Saturday, June 23, 2018

Kruse's Keys: Read "The Memory of Love" to Learn About Love, Courage and Enduring (Sierra Leone)

Sierra Leone “Horseshoes and Hand Grenades" History:

The first European influence in this West African nation came from the Portuguese in the 1400s. Prior to that Muslim traders spread Islam throughout the area. Formal efforts at colonization didn’t begin until the late 18th century, however, as successive series of freed slaves arrived--first from England, then from America via Nova Scotia (the Freetown settlement), and finally from Jamaica (the “Maroons”). At this point, the British government took over and spent the better part of the 19th century “freeing” “recaptured” slaves from across the Atlantic in Sierra Leone (that’s a lot of air quotes n’est-ce pas). These 50,000 former slaves bore a mixture of cultures and languages and England worked to homogenize them and was generally successful in this effort after a generation (i.e., this Creole group came to represent a West African elite group). Fast forward to 1961 when the people of Sierra Leone gain independence from Great Britain in a bloodless (compared to other colonies) transition. The next 30 years saw a number of coups and political transitions, to include an extended period under the one-party rule of Siaka Stevens and his APC party.

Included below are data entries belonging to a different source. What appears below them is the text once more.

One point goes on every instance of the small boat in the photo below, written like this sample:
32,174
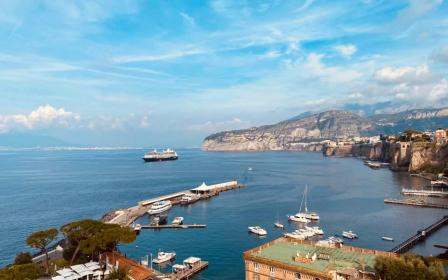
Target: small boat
189,198
385,238
349,234
316,230
299,217
336,239
164,257
160,207
295,235
278,225
257,230
178,220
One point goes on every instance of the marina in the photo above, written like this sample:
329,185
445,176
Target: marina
420,236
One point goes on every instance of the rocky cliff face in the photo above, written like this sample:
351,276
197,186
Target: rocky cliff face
295,134
306,132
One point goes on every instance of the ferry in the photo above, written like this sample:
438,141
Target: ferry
257,230
349,234
160,207
160,156
164,257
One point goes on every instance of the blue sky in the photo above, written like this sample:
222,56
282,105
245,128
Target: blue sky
168,73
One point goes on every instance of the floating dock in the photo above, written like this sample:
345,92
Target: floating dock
419,237
415,202
174,226
126,217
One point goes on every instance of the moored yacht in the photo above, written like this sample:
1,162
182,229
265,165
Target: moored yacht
164,257
178,221
257,230
160,207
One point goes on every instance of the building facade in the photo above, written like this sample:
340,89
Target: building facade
290,259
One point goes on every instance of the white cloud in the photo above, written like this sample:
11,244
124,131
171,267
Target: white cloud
159,57
43,117
189,19
212,127
346,50
316,67
416,74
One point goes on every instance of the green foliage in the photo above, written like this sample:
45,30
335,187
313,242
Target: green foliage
21,272
118,274
41,240
90,238
23,258
408,266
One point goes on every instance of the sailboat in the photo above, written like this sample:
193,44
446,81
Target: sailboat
277,224
309,215
300,217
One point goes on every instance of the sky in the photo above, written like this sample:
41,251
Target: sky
168,73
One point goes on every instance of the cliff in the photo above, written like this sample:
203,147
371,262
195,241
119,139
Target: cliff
299,134
402,156
309,132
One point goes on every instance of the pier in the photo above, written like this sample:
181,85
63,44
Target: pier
431,192
420,236
174,226
415,202
126,217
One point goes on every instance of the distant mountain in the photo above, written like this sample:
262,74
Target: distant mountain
26,140
293,133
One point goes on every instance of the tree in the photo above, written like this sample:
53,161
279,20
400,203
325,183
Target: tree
21,272
118,274
23,258
40,240
408,266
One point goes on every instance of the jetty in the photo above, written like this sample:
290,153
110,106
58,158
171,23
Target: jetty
420,236
126,217
415,202
432,192
174,226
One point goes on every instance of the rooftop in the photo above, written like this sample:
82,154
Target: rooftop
326,259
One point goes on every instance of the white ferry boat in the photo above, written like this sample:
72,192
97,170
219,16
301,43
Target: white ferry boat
160,156
164,257
257,230
349,234
160,207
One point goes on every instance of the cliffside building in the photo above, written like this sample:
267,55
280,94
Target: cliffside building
290,259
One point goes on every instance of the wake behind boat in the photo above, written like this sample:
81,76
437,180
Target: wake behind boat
160,156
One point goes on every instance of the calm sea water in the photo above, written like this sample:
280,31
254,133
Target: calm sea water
41,189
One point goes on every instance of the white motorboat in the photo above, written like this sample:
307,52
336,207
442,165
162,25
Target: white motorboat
189,198
349,234
385,238
299,217
178,220
164,257
316,230
295,235
160,207
279,225
257,230
336,239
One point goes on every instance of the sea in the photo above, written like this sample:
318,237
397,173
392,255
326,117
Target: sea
42,188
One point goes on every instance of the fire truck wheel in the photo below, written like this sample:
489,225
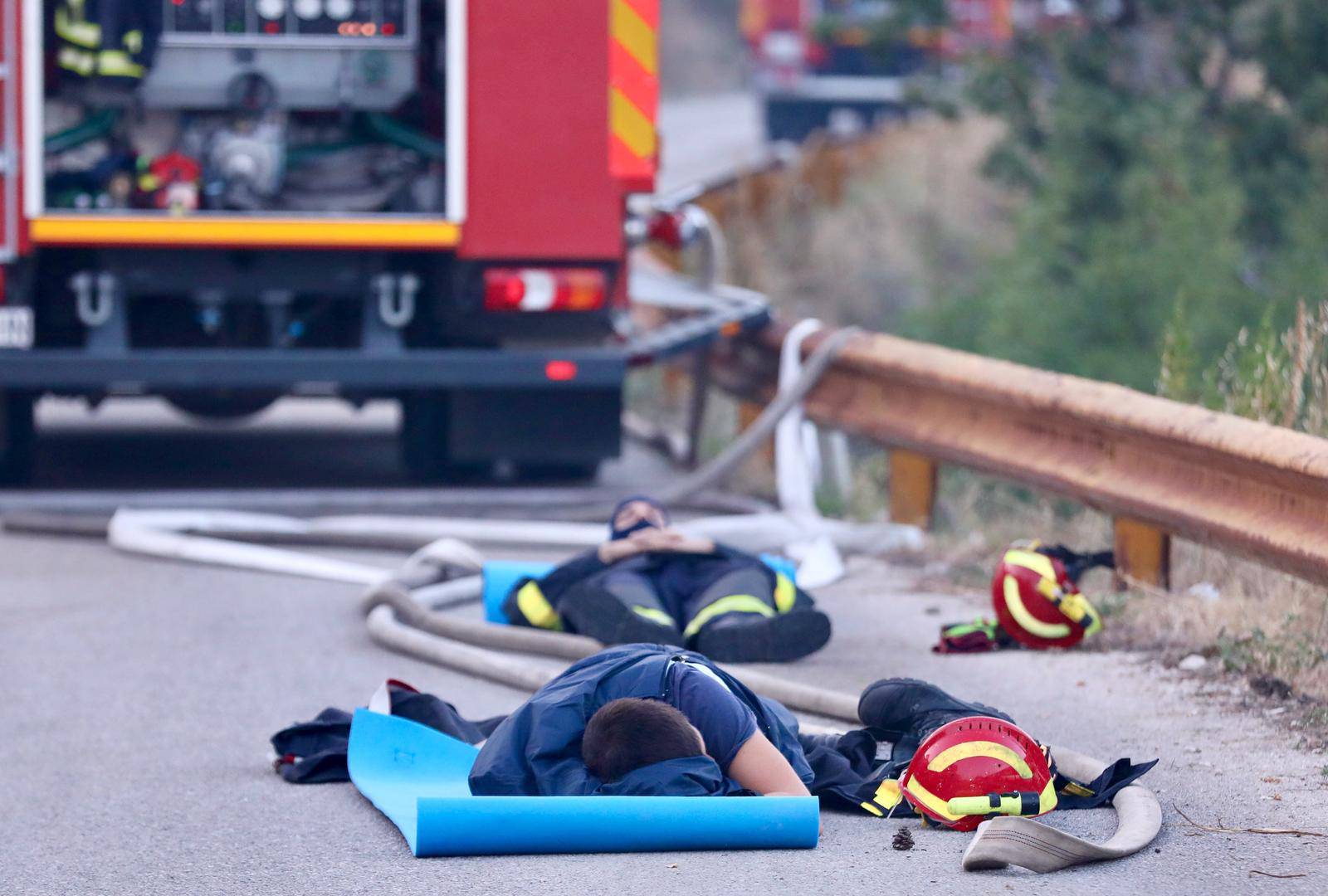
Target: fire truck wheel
424,441
17,437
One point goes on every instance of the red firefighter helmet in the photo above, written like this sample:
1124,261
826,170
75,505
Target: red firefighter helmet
976,767
1036,601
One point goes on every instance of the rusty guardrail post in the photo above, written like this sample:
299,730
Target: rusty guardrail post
913,488
1142,553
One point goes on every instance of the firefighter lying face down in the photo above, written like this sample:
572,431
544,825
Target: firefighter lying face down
652,720
651,583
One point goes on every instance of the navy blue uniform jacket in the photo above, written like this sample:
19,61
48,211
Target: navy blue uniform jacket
535,752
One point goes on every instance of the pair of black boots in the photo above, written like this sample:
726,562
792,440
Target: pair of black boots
906,710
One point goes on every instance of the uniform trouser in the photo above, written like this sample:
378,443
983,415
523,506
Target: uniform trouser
744,594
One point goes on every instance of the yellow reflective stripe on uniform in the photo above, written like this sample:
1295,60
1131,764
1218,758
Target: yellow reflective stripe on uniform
989,749
1039,563
119,64
537,610
930,800
1026,621
76,60
730,604
785,592
76,30
1047,800
654,615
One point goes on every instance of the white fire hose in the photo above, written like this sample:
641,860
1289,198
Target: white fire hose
402,616
398,623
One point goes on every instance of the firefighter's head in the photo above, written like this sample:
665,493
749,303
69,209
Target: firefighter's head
635,514
632,733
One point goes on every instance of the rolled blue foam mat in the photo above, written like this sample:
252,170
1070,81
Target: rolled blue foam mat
498,577
418,778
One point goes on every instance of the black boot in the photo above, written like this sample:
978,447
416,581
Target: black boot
906,710
747,637
599,615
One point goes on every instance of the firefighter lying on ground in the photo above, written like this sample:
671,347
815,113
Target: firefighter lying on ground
650,583
650,720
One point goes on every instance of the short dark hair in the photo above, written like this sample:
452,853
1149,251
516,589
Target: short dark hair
634,732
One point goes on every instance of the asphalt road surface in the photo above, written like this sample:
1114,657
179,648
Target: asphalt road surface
141,694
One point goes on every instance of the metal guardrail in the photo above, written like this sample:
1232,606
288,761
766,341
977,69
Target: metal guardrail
1160,466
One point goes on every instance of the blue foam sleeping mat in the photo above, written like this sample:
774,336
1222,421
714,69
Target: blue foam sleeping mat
418,778
498,577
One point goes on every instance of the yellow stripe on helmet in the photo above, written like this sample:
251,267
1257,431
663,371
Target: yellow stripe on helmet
930,800
1026,621
1039,563
537,610
989,749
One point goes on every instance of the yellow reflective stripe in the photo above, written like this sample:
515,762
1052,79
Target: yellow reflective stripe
654,615
119,64
930,800
635,35
889,793
77,31
785,592
76,60
537,610
730,604
1007,803
989,749
1039,563
1026,621
1047,800
631,125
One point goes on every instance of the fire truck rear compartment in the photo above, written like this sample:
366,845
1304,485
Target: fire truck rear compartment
282,106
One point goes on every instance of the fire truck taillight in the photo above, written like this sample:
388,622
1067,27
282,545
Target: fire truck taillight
544,290
561,371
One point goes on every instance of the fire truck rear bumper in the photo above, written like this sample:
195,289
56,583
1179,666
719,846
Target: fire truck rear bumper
310,371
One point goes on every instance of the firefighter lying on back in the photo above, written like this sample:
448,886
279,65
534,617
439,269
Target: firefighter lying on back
650,583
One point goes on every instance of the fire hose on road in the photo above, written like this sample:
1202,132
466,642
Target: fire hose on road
400,623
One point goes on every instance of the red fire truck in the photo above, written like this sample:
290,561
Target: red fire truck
229,201
816,61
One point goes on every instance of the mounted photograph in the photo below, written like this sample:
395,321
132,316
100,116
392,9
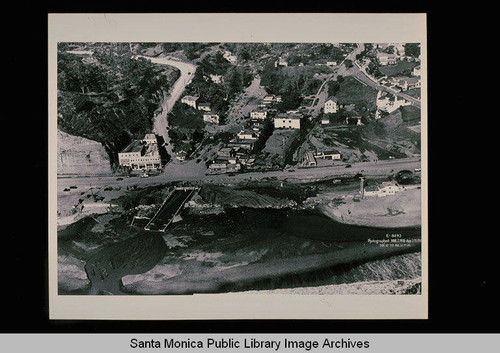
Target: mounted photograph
249,172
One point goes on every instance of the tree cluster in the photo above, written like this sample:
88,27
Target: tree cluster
111,98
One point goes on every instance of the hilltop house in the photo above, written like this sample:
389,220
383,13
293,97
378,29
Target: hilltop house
287,121
271,98
406,83
141,154
280,62
331,105
211,118
353,120
388,103
216,78
260,114
247,134
309,160
230,57
331,154
204,106
190,100
385,59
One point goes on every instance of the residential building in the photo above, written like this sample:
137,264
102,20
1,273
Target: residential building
216,78
271,98
230,57
388,102
141,154
205,107
181,155
416,71
353,120
247,145
287,121
247,134
406,83
280,62
332,154
211,118
149,138
309,160
331,105
258,114
385,59
226,152
190,100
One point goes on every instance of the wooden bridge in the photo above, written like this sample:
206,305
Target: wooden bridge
170,208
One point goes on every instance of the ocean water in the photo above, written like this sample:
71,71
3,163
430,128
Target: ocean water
250,249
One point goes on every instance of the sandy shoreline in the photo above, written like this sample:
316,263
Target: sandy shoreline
394,287
400,210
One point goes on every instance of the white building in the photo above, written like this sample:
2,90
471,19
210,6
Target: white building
189,100
331,105
230,57
259,114
271,98
280,62
309,160
141,154
216,78
287,121
211,118
247,134
385,59
333,155
389,103
205,107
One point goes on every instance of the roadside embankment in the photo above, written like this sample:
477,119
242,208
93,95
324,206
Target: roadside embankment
400,210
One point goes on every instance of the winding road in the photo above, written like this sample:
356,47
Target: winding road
187,73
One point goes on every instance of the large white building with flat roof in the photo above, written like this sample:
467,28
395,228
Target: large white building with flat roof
141,154
287,121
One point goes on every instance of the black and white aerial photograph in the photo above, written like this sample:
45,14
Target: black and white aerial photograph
227,167
262,168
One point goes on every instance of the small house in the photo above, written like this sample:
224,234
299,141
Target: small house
331,105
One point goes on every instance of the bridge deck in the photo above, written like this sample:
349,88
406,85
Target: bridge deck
170,208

Then came a decade-long civil war (1991-2002) that, among other things, popularized the term “blood diamond.” as Liberian president cum warlord cum murderous lunatic Charles Taylor outfitted the Sierra Leone Revolutionary United Front (RUF) with weapons in exchange for the diamonds. The war would claim some 50,000 lives and was characterized by widespread sexual violence to include a particularly high occurrence of multiple perpetrator rape (some sources claim as many as a quarter million women were victims of sexual violence). The cessation of violence came only after the arrival British forces to backup a lethargic U.N. force. Since then, successive cycles of corrupt and ineffective governance has stymied the country’s development.





The Story


“We all were happy here once” reminisces Kai, the local Freetown surgeon, after the death of his last link to the time before. In “The Memory of Love”, with beautiful, striking prose author Aminattah Forna reveals the soul of a nation where nearly everyone is stricken with post-traumatic stress disorder (PTSD) from the time after. And while PTSD may be the official western diagnosis, as one local notes: “You call it a disorder, my friend. We call it life.” The life that the reader discovers is one of contradictions as buddinglove constantly collides with the memory of pain. On one hand, Forna expertly frames the bittersweet nature of love as character Elias Cole remarks: “People are wrong when they talk of love at first sight. It is neither love nor lust. No. As she walks away from you, what you feel is loss. A premonition of loss.” On the other hand, Cole’s daughter Mamakay shares with her British lover Adrian why she and her friend slipped on jeans when they rebels broached the city: ‘Have you ever tried to get a pair of tight jeans off in a hurry? It was the only thing we could think of to do. To stop them raping us. Well, to make it harder.’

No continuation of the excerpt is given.